As soon as the object was created, we can check how the **base looked after the creation of journey_id and the grouping of sessions **in joranadas through the **attribute .DataFrame. **

python attributions.DataFrame

journey_id channels_agg time_till_conv_agg converted_agg conversion_value
0 id: 0_J: 0 Facebook 0.0 True 1
1 id: 0_J: 1 Google Search 0.0 True 1
2 id: 0_J: 10 Google Search> Organic> Email Marketing 72.0> 24.0> 0.0 True 1
3 id: 0_J: 11 Organic 0.0 True 1
4 id: 0_J: 12 Email Marketing> Facebook 432.0> 0.0 True 1
... ... ... ... ... ...
20341 id: 9_J: 5 Direct> Facebook 120.0> 0.0 True 1
20342 id: 9_J: 6 Google Search> Google Search> Google Search 48.0> 24.0> 0.0 True 1
20343 id: 9_J: 7 Organic> Organic> Google Search> Google Search 480.0> 480.0> 288.0> 0.0 True 1
20344 id: 9_J: 8 Direct> Organic 168.0> 0.0 True 1
20345 id: 9_J: 9 Google Search> Organic> Google Search> Emai ... 528.0> 528.0> 408.0> 240.0> 0.0 True 1

This **attribute is updated for each model generated **and in the case of heuristic results, a column containing the attribution given by a given model will be added at the end.

Attention: Model calculations are not calculated based on the .DataFrame parameter, if it is changed, the results will not be affected.

python attributions.attribution_last_click () attributions.DataFrame

journey_id channels_agg time_till_conv_agg converted_agg conversion_value
0 id: 0_J: 0 Facebook 0.0 True 1
1 id: 0_J: 1 Google Search 0.0 True 1
2 id: 0_J: 10 Google Search> Organic> Email Marketing 72.0> 24.0> 0.0 True 1
3 id: 0_J: 11 Organic 0.0 True 1
4 id: 0_J: 12 Email Marketing> Facebook 432.0> 0.0 True 1
... ... ... ... ... ...
20341 id: 9_J: 5 Direct> Facebook 120.0> 0.0 True 1
20342 id: 9_J: 6 Google Search> Google Search> Google Search 48.0> 24.0> 0.0 True 1
20343 id: 9_J: 7 Organic> Organic> Google Search> Google Search 480.0> 480.0> 288.0> 0.0 True 1
20344 id: 9_J: 8 Direct> Organic 168.0> 0.0 True 1
20345 id: 9_J: 9 Google Search> Organic> Google Search> Emai ... 528.0> 528.0> 408.0> 240.0> 0.0 True 1

As we work with a large volume of data, we know that it is not possible to evaluate the results attributed for each journey that resulted in a transaction. Thus, by consulting the **attribute group_by_channels_models we bring the results of the models grouped by each channel **.

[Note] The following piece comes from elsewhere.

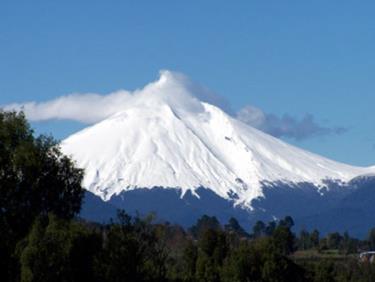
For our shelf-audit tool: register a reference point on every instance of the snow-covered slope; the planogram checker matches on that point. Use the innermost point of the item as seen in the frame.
(177, 141)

Attention: The grouped results are not overwritten if the same model is calculated more than once and both results will be present in the group_by_channels_models attribute.

python attributions.group_by_channels_models

channels attribution_last_click_heuristic
Direct 2133
Email Marketing 1033
Facebook 3168
Google Display 1073
Google Search 4255
Instagram 1028
Organic 6322
Youtube 1093

And as with .DataFrame, **group_by_channels_models is also updated for each new model run **and without the limitation of not bringing the algorithmic results

python attributions.attribution_shapley () attributions.group_by_channels_models

channels attribution_last_click_heuristic attribution_shapley_size4_conv_rate_algorithmic
0 Direct 109 74.926849
1 Email Marketing 54 70.558428
2 Facebook 160 160.628945
3 Google Display 65 110.649352
4 Google Search 193 202.179519
5 Instagram 64 72.982433
6 Organic 315 265.768549
7 Youtube 58 60.305925

**About models **

All heuristic models exhibit the same behavior regarding the update of **attributes .DataFrame and .group_by_channels_models **and also regarding **method output **that will return a **tuple containing two Series pandas **.

python attribution_first_click = attributions.attribution_first_click ()

**The first output **of the tuple corresponds to the results in the **journey granularity **, similar to the result found in the .DataFrame

python attribution_first_click [0]

0 [1, 0, 0, 0, 0]
1 [1]
2 [1, 0, 0, 0, 0, 0, 0, 0, 0]
3 [1, 0]
4 [1]
                       ...
20512 [1, 0]
20513 [1.0, 0]
20514 [1, 0, 0, 0, 0, 0, 0, 0, 0, 0, 0]
20515 [1.0, 0]
20516 [1, 0, 0, 0]
Length: 20517, dtype: object

**The second **corresponds to the results in **channel granularity **, similar to the result found in .DataFrame

python attribution_first_click [1]

channels attribution_first_click_heuristic
0 Direct 2078
1 Email Marketing 1095
2 Facebook 3177
3 Google Display 1066
4 Google Search 4259
5 Instagram 1007
6 Organic 6361
7 Youtube 1062

**Customizing the models **

Among the models present in the class only Last Click, First Click and Linear do not have customizable parameters beyond the **parameter group_by_channels_models **, which receives a **boolean value **and if **false **, **no will return the results of the models grouped by channels **.

**Last Click Non **model

It was created to replicate the standard behavior of Google Analytics in which **Direct traffic is superimposed **if it occurs after some interaction from another source within a certain period.

By default, the but_not_this_channel parameter receives the value 'Direct', but can be changed to other channels / values ​​according to your channels and groupings.

python attributions.attribution_last_click_non (but_not_this_channel = 'Direct') [1]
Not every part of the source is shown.